Dava dosyası içerisinde bulunan 1/1000 ölçekli imar paftaları örneğinin incelenmesinden (plan değişikliğinden önceki durum ile sonraki durumu gösteren paftalar) imar planı değişikliğine konu olan taşınmazların çok küçük ve yetersiz olduğu anlaşılan Cumhuriyet Meydanı ile kentin idari merkezinin (Hükümet-Belediye, PTT vs.) bulunduğu alan içerisinde kaldığı, meydanın mevcut haliyle işlevini yerine getirmediği görülmektedir.

Öte yandan, Meydanlar toplantı ve gösterilerin yapıldığı, ulusal törenlerin düzenlendiği yerler olup, kent merkezlerinde ve kent içi yolların kesiştiği yerlerde kurulmaktadır ve olayda dava konusu imar planı değişikliği ile çok küçük ve yetersiz olan Cumhuriyet alanının genişletilmek suretiyle ihtiyaca uygun hale getirileceği, kentin önemli iki yönetim merkezi olan Hükümet ve Belediye arasında yer alan ticari alanın kaldırılması ile idari merkezler arasındaki kopukluğun giderileceği, kent içi yolların kesiştiği bi alanın meydan olarak düzenlenmesi ile ulaşım sisteminde de rahatlama sağlanacağı anlaşılmaktadır.

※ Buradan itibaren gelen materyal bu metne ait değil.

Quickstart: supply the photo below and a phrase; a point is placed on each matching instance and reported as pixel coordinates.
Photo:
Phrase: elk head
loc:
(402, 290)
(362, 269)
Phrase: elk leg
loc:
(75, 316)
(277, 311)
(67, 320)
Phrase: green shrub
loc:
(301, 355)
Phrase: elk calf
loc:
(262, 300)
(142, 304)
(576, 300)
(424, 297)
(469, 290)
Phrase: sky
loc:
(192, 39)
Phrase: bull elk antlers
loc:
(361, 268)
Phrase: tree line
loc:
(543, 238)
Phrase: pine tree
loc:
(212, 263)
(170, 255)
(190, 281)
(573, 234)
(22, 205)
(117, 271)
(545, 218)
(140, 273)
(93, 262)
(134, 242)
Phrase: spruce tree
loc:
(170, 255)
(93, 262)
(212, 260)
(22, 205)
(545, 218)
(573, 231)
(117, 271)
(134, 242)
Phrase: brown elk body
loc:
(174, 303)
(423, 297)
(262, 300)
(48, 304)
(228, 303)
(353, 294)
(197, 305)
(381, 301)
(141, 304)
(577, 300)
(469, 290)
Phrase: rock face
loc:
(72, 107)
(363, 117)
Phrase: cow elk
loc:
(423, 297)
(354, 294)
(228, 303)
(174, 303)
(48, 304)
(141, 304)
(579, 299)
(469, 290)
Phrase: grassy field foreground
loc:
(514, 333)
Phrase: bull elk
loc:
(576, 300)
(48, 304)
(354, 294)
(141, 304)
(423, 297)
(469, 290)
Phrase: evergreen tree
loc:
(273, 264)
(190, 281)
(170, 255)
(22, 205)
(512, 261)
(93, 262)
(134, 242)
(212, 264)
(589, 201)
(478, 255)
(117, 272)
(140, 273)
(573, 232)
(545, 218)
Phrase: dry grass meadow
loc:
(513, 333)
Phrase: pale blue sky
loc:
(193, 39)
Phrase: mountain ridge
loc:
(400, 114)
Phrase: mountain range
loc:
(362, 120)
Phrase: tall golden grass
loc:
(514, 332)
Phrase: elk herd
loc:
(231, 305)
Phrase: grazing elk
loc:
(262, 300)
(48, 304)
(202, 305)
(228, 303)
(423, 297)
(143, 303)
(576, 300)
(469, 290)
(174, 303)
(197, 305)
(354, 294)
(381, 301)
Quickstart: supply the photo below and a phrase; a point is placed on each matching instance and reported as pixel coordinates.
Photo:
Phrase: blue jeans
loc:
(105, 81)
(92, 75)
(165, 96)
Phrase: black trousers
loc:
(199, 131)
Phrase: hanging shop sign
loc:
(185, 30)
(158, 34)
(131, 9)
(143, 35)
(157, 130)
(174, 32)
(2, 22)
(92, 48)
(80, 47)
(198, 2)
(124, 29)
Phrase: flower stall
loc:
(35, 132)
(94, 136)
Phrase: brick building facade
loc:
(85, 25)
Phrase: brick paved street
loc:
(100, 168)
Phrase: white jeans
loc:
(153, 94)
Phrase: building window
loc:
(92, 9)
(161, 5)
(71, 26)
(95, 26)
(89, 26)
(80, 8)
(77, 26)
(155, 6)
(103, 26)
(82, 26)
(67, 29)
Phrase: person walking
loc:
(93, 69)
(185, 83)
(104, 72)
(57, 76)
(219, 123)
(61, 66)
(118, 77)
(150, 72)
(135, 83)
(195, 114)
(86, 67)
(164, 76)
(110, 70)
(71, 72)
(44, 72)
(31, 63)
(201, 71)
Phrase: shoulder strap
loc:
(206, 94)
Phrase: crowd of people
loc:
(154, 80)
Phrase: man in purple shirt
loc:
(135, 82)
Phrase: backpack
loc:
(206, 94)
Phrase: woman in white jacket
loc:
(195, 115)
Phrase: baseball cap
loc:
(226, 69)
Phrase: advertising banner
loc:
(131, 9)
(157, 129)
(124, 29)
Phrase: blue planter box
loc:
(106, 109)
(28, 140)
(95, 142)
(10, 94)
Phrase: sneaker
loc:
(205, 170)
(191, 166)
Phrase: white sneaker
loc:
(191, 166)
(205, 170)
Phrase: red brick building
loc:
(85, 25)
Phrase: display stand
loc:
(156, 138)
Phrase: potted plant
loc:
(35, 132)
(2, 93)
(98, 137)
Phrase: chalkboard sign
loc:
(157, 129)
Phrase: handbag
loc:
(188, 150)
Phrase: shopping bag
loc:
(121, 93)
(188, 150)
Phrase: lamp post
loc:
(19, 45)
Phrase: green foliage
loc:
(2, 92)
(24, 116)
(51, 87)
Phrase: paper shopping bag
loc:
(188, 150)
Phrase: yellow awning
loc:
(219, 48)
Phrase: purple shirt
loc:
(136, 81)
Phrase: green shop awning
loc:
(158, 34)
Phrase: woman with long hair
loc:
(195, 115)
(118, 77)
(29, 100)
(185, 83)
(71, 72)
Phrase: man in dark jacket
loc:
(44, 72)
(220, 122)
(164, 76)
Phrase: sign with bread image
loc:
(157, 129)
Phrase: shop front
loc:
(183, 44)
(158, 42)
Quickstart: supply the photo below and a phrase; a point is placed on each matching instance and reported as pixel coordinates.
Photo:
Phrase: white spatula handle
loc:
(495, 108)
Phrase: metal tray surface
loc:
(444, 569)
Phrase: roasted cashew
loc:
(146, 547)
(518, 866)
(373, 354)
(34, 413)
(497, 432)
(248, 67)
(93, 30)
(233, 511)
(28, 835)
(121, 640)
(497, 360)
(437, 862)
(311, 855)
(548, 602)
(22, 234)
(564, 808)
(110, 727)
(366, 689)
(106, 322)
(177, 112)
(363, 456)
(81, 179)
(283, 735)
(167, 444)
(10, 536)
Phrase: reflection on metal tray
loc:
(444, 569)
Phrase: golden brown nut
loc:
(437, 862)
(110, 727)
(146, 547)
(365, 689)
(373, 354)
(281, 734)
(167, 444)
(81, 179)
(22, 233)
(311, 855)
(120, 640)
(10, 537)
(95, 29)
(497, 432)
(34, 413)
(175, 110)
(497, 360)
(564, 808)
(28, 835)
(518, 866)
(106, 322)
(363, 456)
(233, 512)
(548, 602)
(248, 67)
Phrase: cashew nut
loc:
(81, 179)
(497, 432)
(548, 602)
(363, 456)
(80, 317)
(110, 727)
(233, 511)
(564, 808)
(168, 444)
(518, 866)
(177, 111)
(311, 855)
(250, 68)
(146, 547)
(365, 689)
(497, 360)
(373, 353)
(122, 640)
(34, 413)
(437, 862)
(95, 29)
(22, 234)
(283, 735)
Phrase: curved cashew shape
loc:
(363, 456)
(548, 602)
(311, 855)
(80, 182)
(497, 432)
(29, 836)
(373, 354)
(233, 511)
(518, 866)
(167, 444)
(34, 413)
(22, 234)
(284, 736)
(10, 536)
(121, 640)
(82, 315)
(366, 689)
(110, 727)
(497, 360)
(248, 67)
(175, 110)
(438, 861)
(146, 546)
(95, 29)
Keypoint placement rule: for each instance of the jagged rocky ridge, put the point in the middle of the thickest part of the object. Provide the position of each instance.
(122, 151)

Bilirkişi raporunda, meydanın bir trafik meydanı olarak öngörüldüğü, bu nedenle de sorunun kent ulaşım sisteminin bütünüyle ilgili olup, kentin sosyo-ekonomik yapısı, belde gelişimi ve araç sayısı dikkate alınarak yeni bir ulaşım planının yapılması gerektiği belirtilmekte ise de, plan değişikliği ile öngörülen meydanın tamamı ile bir trafik meydanı olmayıp, ulusal törenlerin düzenleneceği bir meydan olduğu, böyle bir plan değişikliği için de esasen kentin tüm planının yeniden düzenlenmesine gerek bulunmadığı açık olup, dava konusu plan değişikliği ile Cumhuriyet Meydanının genişletilmesinin kamu yararına, şehircilik ilkelerine ve planlama esaslarına uygun bir plan kararı olduğu sonucuna varıldığından aksi yöndeki Mahkeme kararında isabet görülmediğinden temyize konu İdare Mahkemesi kararının bozulmasına 2577 sayılı Yasanın 49.maddesinin 2.fıkrası uyarınca işin esasının incelenmesine geçilerek davanın imar planına yönelik bölümünün yukarıda belirtilen gerekçelerle reddine, davanın kamulaştırmaya yönelik bölümüne gelince, 1580 sayılı yasanın 15.maddesinin 31.fıkrası uyarınca beldenin sokak ve meydanlarını plan ve programa uygun olarak tanzim ve ıslah etmekle görevli belediyenin bu görevi yerine getirmek amacıyla imar planı uyarınca yaptığı kamulaştırma işleminde de mevzuata aykırılık bulunmadığından davanın bu bölümünde reddine karar verildi.